Zunächst einmal Zeit und Geduld. Jesus stellt sich mit dem ersten Bildwort im heutigen Evangelium als Rabbi dar. Jünger Jesu wird man nicht von heute auf morgen. Wer Jesus nachfolgen will, muss bei ihm in die Schule gehen. Er muss nach und nach lernen, was es heißt, das eigene Leben auf Gott hin auszurichten. Wer sich auf diesen Weg einlässt, wird immer tiefer verstehen, was Jesus verkündet und vorgelebt hat. Und er wird immer stärker in das Beispiel Jesu hineinwachsen.

Wer aber meint, diesen Weg abkürzen zu können, wer meint, bereits alles zu wissen und sich über das Vorbild des Meisters erhebt, der gleicht einem blinden Führer. Niemand in der christlichen Gemeinde darf sich über das Vorbild Jesu hinwegsetzen. An ihm Maß zu nehmen, bedeutet, nicht nur zu predigen, sondern auch im Leben dem zu entsprechen, was Jesus vorgelebt und getan hat.

Mit dem Blick auf sich selbst anfangen

Dieser Anspruch ist hoch. Doch die Schule, in die uns Jesus ruft, ist ein gemeinsamer Lernprozess. Wir gehen ihn als Gemeinde zusammen. Immer wieder sind wir dazu aufgerufen, einander anzunehmen und uns gegenseitig zu unterstützen, angesichts der moralischen und religiösen Schwächen, die jeder Einzelne mitbringt. Gegenseitig sollen wir uns korrigieren und helfen und so aneinander wachsen.

Doch Vorsicht! Dies kann zur Überheblichkeit, Selbstgerechtigkeit oder Heuchelei führen. Keiner sollte innerhalb der christlichen Gemeinde glauben, er sei moralisch größer als der Meister und könne sich über die anderen stellen. Den anderen auf seine Fehler hinzuweisen, verlangt vielmehr, zunächst auf sich selber zu schauen, schonungslos und illusionslos. Wer dazu bereit ist, wird die eigenen Fehler und Schwächen erkennen. Sich diese einzugestehen und an diesen zu arbeiten, ist der erste Schritt zur Umkehr. Und nur wer dazu bereit ist, darf es wagen, den anderen zu korrigieren.

Aus der Wurzel leben

Und schließlich: Ob unsere Beziehung zu Jesus aufrichtig und echt ist, wird sich an den Früchten erweisen, die wir bringen.
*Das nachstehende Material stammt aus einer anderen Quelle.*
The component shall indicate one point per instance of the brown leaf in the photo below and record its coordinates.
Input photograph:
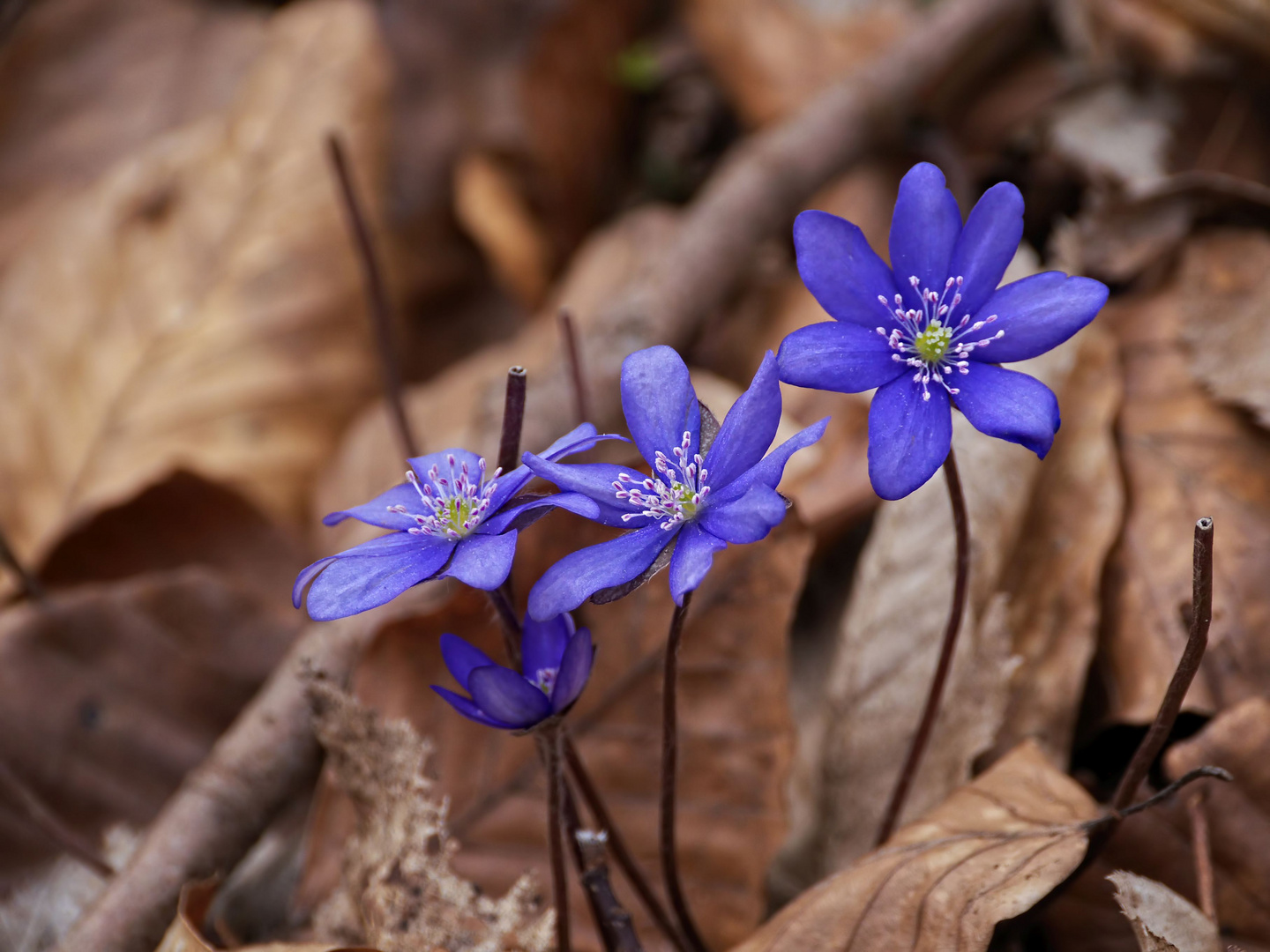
(989, 853)
(111, 693)
(1161, 919)
(735, 732)
(207, 300)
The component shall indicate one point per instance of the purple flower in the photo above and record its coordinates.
(450, 517)
(557, 663)
(700, 496)
(937, 329)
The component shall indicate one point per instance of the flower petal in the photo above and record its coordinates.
(542, 643)
(908, 437)
(580, 574)
(748, 518)
(1009, 405)
(367, 576)
(574, 671)
(482, 562)
(923, 230)
(660, 401)
(596, 481)
(841, 271)
(987, 245)
(461, 658)
(841, 357)
(469, 710)
(505, 695)
(1038, 314)
(693, 554)
(748, 428)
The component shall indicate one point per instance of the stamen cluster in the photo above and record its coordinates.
(927, 340)
(675, 499)
(456, 502)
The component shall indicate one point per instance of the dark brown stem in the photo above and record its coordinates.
(31, 585)
(615, 922)
(617, 844)
(45, 820)
(1201, 614)
(935, 695)
(376, 294)
(513, 420)
(1203, 851)
(576, 372)
(669, 759)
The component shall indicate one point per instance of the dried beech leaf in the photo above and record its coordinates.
(989, 853)
(736, 734)
(1161, 919)
(892, 631)
(207, 299)
(118, 691)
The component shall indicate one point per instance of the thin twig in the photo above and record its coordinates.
(669, 763)
(376, 294)
(1203, 851)
(616, 926)
(935, 695)
(513, 420)
(1201, 614)
(576, 371)
(45, 820)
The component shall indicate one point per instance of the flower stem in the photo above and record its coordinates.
(669, 758)
(945, 664)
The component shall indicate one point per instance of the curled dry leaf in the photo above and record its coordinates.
(399, 890)
(118, 691)
(1161, 919)
(207, 299)
(736, 735)
(989, 853)
(892, 631)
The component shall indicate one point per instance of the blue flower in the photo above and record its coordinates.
(450, 519)
(700, 496)
(557, 663)
(935, 331)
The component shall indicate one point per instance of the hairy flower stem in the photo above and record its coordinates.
(935, 695)
(376, 294)
(669, 758)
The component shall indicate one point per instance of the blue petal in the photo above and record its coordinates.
(693, 554)
(469, 710)
(542, 643)
(908, 437)
(660, 401)
(841, 271)
(987, 245)
(505, 695)
(1036, 314)
(923, 230)
(574, 671)
(596, 481)
(376, 512)
(841, 357)
(482, 562)
(580, 574)
(1009, 405)
(375, 573)
(462, 658)
(746, 519)
(748, 428)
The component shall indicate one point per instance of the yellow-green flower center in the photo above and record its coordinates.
(932, 343)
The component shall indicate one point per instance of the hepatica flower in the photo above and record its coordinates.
(450, 518)
(932, 331)
(557, 664)
(698, 498)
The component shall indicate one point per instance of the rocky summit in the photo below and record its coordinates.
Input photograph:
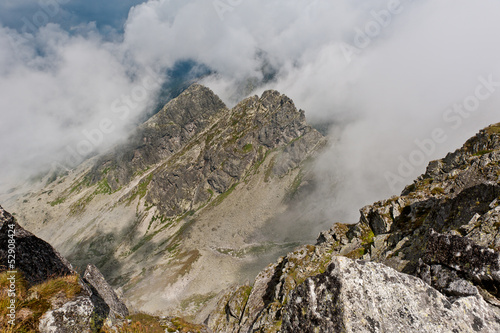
(176, 213)
(178, 220)
(425, 261)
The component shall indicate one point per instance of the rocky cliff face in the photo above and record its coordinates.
(48, 293)
(176, 214)
(424, 261)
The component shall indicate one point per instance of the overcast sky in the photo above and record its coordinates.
(75, 75)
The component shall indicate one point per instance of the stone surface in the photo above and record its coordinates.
(101, 287)
(37, 259)
(359, 296)
(433, 252)
(73, 316)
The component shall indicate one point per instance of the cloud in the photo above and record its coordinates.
(384, 72)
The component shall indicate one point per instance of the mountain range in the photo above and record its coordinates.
(202, 214)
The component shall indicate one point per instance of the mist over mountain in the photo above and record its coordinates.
(189, 152)
(384, 72)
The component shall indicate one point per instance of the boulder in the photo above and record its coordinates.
(359, 296)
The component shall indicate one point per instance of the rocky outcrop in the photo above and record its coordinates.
(37, 259)
(39, 262)
(101, 288)
(360, 296)
(425, 261)
(166, 206)
(73, 316)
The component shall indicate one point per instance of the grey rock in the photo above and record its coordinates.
(37, 259)
(100, 286)
(73, 316)
(358, 296)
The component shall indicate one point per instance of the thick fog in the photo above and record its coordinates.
(399, 82)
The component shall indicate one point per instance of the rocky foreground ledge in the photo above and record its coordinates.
(49, 295)
(425, 261)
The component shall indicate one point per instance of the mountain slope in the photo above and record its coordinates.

Das rechte Wort, die rechte Ermahnung, die aufrechte Beziehung zum Nächsten, die gute Tat – sie leben aus der Beziehung zu Jesus Christus. Wenn wir in ihm wurzeln, werden wir glaubwürdig sein, wird unser Leben, unser Reden, Denken und Handeln widerspiegeln, was wir glauben.

Die Bäume unterscheiden sich in ihren Früchten. Aber auch hier sollten wir uns nicht zu sicher sein. Jeder Baum kann absterben. Wo unsere Beziehung zu Jesus gestört ist, wo wir die Verbindung zu ihm nicht mehr pflegen, werden unsere Blätter welken und verdorren, werden wir zu einem Baum, der an Saft und Kraft verliert.

Damit ein Baum sich entwickeln und Frucht bringen kann, braucht er Pflege. So ist es auch mit unserer Beziehung zu Jesus Christus. Die kommenden Tage der Österlichen Bußzeit laden uns dazu ein, unsere Beziehung zu ihm wieder zu vertiefen: durch Gebet, Betrachtung und Lesen in der Heiligen Schrift; durch Verzicht und Besinnung auf das Wesentliche; durch Zuwendung und Zeit für den anderen. Die kommenden Tage sind eine Zeit, die unser Herz wieder füllen will – mit dem, was im Glauben zählt und was unser Leben aufrichtig macht.

Axel Bernd Kunze: Von Jesus lernen [Lesejahr C. Achter Sonntag im Jahreskreis], in: WortGottesFeiern an allen Sonn- und Feiertagen 19 (2022), H. 1, S. 179 – 194.